The complete synthetic pathway of echinacoside from Cistanche deserticola and its de novo biosynthesis in yeast.

Echinacoside (ECH), a representative phenylethanol glycoside, exhibits diverse pharmacological properties and is used in the treatment of neurodegenerative disorders (e.g., Parkinson's and Alzheimer's diseases), ischemic brain injury, and cancer. The growing therapeutic demand for ECH has highlighted the need for scalable production.

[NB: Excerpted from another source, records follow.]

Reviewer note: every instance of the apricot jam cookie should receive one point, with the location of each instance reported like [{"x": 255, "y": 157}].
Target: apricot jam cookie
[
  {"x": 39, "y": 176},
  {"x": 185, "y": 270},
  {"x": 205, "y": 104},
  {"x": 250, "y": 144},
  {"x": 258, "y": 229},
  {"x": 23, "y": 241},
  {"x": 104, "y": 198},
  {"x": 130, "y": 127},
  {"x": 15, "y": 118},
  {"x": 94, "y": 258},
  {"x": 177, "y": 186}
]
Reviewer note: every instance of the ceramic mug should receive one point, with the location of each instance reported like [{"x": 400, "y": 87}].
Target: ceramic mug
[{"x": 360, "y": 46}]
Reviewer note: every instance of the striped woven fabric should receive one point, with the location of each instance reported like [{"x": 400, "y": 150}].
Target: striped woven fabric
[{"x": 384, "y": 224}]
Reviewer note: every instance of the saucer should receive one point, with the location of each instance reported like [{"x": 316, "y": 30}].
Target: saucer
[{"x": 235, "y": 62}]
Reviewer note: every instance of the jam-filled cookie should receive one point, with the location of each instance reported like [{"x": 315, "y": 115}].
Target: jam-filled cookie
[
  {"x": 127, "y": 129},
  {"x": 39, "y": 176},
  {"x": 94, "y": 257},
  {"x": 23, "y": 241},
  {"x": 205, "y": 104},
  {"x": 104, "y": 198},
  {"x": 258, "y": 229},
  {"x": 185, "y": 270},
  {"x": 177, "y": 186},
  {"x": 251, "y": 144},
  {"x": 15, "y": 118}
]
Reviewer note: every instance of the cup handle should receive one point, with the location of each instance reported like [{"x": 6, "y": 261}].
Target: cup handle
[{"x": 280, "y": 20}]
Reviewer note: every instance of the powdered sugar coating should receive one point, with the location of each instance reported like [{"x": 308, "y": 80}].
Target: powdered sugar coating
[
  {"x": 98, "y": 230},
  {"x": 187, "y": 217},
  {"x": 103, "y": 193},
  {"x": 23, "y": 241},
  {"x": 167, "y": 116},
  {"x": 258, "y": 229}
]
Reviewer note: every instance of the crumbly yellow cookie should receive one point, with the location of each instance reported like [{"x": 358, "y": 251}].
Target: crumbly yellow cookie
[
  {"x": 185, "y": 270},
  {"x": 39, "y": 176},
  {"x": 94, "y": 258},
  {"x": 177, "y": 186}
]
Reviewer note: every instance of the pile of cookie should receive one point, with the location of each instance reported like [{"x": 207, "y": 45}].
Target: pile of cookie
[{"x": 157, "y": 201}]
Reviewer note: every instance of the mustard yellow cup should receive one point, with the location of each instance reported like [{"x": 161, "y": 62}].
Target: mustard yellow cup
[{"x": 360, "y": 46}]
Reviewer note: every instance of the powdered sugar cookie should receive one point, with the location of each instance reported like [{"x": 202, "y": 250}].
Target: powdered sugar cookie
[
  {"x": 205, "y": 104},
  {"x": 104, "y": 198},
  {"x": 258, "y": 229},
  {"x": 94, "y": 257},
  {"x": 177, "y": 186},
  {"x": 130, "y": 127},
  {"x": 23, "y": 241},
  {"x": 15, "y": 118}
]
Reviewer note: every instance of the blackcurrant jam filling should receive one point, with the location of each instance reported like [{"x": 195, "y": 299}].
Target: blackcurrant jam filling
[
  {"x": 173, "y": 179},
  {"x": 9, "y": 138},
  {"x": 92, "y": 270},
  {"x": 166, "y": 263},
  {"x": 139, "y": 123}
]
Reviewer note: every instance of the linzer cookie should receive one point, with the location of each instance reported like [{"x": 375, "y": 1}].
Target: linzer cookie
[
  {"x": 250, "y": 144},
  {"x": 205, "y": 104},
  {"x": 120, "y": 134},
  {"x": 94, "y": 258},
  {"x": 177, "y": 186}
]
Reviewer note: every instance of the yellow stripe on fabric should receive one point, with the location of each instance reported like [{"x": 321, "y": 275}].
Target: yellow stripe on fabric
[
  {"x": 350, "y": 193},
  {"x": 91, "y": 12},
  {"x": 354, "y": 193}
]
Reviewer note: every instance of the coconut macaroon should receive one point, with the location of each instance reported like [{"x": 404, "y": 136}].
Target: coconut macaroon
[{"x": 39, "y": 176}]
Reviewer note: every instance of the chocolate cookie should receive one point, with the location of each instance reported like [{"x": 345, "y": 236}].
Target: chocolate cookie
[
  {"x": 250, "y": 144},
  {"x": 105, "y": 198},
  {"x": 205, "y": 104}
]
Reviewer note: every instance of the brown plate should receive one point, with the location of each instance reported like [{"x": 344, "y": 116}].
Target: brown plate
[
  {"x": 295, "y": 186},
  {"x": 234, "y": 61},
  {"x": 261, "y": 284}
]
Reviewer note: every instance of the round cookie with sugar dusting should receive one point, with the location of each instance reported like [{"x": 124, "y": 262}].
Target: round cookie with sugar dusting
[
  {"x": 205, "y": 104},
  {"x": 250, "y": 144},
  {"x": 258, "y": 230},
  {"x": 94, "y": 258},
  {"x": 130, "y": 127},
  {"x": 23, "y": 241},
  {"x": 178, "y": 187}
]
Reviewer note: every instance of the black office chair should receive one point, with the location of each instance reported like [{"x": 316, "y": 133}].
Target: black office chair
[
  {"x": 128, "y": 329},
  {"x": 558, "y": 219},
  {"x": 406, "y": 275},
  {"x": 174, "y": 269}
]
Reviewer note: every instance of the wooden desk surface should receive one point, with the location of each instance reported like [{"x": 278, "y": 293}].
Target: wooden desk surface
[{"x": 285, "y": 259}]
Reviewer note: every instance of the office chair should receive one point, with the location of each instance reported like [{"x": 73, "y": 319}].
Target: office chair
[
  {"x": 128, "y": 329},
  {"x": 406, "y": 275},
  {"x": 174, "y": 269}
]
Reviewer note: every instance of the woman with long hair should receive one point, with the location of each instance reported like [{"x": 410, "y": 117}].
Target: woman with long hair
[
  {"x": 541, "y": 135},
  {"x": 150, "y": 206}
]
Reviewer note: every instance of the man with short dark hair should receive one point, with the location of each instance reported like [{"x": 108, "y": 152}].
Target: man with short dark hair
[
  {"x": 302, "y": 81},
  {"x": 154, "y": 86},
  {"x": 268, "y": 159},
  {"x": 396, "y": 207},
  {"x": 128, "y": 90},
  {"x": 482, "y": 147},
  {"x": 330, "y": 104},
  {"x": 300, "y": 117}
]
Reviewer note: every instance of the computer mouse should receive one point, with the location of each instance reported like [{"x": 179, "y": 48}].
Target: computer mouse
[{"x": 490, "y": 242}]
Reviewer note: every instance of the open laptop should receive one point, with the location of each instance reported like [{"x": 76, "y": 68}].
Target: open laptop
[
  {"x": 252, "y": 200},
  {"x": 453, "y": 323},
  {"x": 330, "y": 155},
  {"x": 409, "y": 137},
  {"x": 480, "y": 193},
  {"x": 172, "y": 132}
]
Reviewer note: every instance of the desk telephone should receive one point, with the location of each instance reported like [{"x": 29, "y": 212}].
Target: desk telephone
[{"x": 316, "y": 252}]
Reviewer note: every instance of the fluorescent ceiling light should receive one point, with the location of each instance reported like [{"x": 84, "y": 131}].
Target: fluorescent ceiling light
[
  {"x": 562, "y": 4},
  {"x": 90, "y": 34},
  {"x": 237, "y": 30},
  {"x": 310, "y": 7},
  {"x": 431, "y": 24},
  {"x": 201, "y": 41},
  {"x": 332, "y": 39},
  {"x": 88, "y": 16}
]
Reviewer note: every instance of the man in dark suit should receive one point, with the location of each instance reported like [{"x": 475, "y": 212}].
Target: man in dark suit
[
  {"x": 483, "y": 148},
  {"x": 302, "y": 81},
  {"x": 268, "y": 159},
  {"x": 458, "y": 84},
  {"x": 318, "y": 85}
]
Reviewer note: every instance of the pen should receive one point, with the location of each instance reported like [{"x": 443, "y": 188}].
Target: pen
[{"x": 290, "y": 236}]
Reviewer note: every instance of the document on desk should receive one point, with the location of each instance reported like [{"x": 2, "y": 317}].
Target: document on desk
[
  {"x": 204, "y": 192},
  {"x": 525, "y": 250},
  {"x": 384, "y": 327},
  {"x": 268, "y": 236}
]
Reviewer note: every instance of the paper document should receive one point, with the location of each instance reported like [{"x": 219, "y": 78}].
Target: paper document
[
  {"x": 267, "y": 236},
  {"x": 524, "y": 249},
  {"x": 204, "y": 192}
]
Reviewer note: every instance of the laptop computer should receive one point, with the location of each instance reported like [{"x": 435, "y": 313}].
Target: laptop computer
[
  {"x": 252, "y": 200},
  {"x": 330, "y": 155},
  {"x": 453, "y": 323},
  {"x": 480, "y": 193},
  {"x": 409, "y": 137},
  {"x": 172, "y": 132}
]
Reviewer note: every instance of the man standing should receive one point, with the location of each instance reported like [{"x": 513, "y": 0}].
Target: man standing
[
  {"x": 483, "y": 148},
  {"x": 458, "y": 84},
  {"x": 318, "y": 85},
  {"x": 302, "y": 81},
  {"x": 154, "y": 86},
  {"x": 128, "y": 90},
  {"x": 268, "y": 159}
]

However, conventional methods face major limitations: chemical synthesis is hindered by the compound's structural complexity, and the yield of ECH extracted from plants is naturally low due to the host-dependent growth of Cistanche deserticola (C. deserticola), a parasitic desert plant. To establish a sustainable microbial production platform, we first deciphered the biosynthetic pathway of ECH in C. deserticola by integrating metabolomics analyses of plant tissues and callus cultures. This enabled the identification of key precursors, enzymatic steps, and regulatory mechanisms. Leveraging this knowledge, we engineered the pathway in Saccharomyces cerevisiae, achieving de novo ECH biosynthesis at a titer of 7.52 ± 1.42 mg/l. This study lays the foundation for industrial-scale ECH production and deepens our understanding of bioactive compound biosynthesis in parasitic plants, offering insights for future pathway engineering efforts.